Hinlaenglich bekannt duerfte die Tatsache sein, dass die 
Attraktivitaet der Oeffentlichen Verkehrsmittel durch 
Intervallverlaengerungen und zusaetzliche Umsteigevorgaenge deutlich 
faellt. Umso erstaunlicher ist der Umstand, dass begleitend zur 
Verlaengerung der U2 und des 26er die Intervalle wichtiger bestehender 
U-Bahnzubringer teils drastisch verlaengert werden. Ein Beispiel ist 
der 23A (ab 5.10.2013 auf fast identischer Strecke 22A), dessen 
Intervalle ueber den gesamten Tag annaehernd verdoppelt werden. 
Konnten sich "Nachtschwaermer" bisher bis 00:30 vom Kagraner Platz 
Richtung Hirschstetten bis 00:30 auf ein 15 Minutenintervall 
verlassen, so muessen sie jetzt bereits ab 22:30 mit einem 30 
Minutenintervall vorlieb nehmen.

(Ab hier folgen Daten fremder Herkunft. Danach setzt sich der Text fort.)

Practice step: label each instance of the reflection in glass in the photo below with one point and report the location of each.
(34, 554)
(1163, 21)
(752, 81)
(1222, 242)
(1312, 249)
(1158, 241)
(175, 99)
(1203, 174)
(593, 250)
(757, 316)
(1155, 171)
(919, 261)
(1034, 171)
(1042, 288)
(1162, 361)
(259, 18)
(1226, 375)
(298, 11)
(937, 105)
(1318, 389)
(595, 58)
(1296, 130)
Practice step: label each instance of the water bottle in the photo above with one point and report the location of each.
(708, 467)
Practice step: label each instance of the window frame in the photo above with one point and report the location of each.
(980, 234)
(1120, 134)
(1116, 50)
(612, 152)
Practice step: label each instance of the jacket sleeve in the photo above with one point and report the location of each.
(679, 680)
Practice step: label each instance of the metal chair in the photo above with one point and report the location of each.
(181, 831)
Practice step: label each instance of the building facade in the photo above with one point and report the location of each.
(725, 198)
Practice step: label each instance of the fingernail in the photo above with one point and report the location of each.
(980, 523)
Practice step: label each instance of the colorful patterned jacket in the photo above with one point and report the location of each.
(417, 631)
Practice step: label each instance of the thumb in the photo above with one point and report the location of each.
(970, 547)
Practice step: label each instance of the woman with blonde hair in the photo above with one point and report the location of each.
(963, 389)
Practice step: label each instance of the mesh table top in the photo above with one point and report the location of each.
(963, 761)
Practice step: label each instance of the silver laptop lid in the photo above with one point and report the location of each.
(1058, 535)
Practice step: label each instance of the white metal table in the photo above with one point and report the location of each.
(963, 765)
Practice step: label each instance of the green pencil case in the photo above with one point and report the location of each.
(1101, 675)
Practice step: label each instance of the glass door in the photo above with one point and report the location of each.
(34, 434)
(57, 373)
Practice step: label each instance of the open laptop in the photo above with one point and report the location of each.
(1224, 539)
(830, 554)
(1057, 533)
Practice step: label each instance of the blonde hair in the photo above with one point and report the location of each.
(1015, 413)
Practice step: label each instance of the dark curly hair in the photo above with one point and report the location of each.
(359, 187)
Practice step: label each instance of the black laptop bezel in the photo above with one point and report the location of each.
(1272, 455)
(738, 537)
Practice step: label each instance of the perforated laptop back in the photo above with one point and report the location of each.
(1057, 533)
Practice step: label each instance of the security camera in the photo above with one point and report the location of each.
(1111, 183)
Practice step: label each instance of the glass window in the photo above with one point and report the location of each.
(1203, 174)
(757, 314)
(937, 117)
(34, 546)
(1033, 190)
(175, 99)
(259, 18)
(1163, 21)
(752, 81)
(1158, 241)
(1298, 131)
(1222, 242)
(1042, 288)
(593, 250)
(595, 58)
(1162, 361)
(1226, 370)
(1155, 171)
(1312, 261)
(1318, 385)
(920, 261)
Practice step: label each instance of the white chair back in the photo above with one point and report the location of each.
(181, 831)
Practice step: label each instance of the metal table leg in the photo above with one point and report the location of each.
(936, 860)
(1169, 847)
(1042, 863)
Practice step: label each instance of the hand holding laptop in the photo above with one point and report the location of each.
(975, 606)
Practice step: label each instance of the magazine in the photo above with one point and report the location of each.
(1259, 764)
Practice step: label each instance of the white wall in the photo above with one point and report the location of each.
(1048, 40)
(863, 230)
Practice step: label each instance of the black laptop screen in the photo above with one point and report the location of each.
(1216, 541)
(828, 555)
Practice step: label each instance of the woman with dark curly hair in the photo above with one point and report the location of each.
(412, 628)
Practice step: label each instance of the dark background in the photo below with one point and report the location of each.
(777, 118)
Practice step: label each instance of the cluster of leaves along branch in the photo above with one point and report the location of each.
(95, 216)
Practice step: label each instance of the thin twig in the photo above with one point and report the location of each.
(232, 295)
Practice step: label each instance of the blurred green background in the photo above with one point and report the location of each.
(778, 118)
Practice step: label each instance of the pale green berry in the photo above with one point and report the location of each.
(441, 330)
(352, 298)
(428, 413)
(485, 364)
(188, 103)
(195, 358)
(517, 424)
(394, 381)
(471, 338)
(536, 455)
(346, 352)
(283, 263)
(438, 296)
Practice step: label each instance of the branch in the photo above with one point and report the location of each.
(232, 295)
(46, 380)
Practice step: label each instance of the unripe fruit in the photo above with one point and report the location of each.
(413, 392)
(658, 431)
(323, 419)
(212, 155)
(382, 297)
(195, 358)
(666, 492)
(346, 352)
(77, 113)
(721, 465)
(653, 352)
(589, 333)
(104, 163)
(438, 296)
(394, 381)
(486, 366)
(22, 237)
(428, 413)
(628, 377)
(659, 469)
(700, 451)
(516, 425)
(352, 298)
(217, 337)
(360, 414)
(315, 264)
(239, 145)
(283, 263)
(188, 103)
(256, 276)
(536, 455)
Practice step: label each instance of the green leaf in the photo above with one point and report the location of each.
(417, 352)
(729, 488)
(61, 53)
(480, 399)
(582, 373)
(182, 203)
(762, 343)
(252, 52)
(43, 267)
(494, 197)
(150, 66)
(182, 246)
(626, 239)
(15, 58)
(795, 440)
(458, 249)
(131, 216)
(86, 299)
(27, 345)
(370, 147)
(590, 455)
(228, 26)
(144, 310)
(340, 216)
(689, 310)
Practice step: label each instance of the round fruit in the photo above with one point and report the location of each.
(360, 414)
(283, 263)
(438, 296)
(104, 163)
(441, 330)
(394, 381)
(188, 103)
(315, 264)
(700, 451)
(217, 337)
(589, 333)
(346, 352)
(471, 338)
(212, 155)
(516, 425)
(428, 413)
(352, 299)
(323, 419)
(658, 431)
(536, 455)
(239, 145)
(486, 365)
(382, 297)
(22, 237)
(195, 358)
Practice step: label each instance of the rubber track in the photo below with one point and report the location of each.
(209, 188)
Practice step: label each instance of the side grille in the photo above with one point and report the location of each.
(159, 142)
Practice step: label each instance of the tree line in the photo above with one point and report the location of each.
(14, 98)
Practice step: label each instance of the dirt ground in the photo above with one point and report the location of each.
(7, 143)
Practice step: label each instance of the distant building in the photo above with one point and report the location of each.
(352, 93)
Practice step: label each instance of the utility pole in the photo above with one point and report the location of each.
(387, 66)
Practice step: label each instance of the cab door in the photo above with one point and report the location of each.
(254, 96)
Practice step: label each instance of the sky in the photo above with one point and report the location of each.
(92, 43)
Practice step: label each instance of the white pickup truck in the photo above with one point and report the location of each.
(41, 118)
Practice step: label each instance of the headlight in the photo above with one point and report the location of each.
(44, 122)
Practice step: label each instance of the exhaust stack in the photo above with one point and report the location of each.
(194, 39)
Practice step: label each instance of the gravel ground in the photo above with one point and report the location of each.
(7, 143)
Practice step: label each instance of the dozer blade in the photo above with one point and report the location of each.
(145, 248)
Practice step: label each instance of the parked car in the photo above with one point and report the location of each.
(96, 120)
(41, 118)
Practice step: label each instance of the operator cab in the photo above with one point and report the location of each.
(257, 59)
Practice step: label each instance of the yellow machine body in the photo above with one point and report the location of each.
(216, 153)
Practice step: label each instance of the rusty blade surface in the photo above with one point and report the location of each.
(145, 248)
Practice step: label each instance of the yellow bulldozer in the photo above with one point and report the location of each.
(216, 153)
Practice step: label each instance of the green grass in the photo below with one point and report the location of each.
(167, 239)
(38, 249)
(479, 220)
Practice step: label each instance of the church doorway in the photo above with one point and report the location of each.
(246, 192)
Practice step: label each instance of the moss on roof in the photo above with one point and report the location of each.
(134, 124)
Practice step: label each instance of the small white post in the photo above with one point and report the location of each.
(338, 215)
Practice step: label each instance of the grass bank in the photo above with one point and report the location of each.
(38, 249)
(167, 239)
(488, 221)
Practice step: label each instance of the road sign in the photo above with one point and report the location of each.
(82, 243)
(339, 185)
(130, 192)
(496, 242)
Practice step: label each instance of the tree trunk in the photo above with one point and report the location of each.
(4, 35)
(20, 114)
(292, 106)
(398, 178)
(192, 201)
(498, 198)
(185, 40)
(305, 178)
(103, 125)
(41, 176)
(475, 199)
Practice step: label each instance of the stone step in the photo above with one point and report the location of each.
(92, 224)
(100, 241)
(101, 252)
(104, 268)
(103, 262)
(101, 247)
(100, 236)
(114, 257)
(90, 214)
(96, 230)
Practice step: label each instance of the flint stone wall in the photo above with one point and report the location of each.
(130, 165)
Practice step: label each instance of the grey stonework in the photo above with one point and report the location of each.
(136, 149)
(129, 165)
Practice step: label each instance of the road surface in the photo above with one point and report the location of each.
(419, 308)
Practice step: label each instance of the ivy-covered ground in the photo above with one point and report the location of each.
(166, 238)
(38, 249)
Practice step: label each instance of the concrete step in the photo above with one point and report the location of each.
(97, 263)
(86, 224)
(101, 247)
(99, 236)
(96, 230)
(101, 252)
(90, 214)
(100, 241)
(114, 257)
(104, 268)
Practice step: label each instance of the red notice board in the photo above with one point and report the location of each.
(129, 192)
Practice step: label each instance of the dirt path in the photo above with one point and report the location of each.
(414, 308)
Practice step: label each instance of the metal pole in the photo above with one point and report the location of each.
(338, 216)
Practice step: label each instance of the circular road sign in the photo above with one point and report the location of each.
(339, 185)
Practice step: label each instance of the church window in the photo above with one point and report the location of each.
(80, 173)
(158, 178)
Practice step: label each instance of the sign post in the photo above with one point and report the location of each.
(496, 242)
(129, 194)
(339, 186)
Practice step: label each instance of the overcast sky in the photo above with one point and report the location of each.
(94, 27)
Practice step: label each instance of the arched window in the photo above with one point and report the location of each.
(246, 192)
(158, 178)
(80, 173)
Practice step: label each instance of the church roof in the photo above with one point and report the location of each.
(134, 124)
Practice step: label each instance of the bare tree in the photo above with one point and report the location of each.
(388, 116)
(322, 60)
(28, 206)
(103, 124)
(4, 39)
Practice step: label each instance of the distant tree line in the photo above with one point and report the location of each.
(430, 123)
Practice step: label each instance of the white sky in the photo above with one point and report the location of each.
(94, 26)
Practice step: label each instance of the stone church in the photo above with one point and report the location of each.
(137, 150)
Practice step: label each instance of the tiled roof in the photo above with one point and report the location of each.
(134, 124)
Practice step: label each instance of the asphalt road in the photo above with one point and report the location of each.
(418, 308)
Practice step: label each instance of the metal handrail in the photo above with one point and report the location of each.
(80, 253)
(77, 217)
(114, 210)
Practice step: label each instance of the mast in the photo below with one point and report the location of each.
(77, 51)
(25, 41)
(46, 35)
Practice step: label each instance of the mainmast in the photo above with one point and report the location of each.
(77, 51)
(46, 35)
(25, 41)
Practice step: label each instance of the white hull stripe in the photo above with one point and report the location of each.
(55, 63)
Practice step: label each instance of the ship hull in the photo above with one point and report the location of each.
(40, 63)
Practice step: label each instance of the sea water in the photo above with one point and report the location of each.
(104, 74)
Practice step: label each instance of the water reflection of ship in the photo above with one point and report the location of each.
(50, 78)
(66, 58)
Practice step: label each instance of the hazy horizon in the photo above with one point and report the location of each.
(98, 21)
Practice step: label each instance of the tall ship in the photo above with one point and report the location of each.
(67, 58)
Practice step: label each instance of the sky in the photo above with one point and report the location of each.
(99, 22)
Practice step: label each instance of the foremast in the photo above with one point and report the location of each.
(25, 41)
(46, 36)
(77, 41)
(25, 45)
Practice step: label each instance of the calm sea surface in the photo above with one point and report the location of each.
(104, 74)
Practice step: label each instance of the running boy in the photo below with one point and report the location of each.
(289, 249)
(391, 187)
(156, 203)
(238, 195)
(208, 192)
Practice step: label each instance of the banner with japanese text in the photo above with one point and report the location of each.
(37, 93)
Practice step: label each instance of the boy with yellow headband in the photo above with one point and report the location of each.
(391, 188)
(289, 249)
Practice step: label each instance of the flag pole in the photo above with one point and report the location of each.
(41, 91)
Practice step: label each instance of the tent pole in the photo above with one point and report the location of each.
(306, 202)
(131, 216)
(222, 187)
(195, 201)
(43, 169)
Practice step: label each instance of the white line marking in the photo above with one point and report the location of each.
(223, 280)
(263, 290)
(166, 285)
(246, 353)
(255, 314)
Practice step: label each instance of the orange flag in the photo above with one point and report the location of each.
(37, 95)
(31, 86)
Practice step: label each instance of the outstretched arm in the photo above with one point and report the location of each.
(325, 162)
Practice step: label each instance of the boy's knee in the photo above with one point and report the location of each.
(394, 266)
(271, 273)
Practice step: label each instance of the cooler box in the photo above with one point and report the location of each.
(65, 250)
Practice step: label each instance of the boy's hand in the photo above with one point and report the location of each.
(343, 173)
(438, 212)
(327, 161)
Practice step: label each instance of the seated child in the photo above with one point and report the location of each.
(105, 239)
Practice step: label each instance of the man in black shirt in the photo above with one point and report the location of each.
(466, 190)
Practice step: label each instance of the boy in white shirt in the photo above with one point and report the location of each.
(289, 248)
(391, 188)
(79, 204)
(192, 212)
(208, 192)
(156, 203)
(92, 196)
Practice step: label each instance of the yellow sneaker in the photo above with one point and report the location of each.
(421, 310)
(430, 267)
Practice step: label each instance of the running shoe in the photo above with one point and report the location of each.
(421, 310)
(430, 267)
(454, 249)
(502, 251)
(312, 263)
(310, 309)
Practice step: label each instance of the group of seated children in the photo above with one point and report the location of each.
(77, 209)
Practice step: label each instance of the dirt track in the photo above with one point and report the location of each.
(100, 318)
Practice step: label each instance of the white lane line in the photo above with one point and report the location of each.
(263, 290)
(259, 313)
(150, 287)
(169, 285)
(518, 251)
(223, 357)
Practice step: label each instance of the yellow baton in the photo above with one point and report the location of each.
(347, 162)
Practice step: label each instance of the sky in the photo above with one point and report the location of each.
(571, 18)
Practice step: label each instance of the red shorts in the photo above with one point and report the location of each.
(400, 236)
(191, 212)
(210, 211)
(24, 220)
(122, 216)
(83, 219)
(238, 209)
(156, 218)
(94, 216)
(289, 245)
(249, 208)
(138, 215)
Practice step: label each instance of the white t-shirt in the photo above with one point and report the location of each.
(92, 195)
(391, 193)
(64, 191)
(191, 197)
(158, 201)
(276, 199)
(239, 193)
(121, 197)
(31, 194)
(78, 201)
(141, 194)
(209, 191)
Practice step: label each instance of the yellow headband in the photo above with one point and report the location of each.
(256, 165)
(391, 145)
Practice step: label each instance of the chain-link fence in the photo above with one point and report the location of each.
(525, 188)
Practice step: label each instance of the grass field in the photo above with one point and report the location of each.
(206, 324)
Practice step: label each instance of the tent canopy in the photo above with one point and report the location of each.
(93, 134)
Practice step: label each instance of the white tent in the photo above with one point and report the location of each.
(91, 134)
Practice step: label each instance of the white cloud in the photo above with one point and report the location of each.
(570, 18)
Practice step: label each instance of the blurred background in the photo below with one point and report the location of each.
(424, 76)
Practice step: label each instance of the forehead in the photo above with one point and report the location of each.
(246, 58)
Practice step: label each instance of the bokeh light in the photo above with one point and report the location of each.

Und Wochenend- und Feiertags konnte 
die U1 im 10 Minutentakt erreicht werden, ab 5.10.2013 gibt es hier 
nur mehr ein 20-30 Minutenintervall, und das ganztaegig. Falls die 
Attraktivierung des oeffentlichen Verkehrs wirklich vorrangiges 
politisches Ziel ist, so scheint hier eine semantische Verwirrung mit 
dem Begriff "Attraktivierung" vorzuliegen. Vielmehr scheint diese 
Massnahme angetan zu sein, Leute vom Bus ins Auto zu treiben, denn wer 
wuerde sich die Strapaze antun und 20 oder gar 30 Minuten auf den 
Folgebus zu warten, falls er/sie geringfuegig zu spaet ist und vom 
vorherigen Bus nur mehr die Ruecklichter sieht?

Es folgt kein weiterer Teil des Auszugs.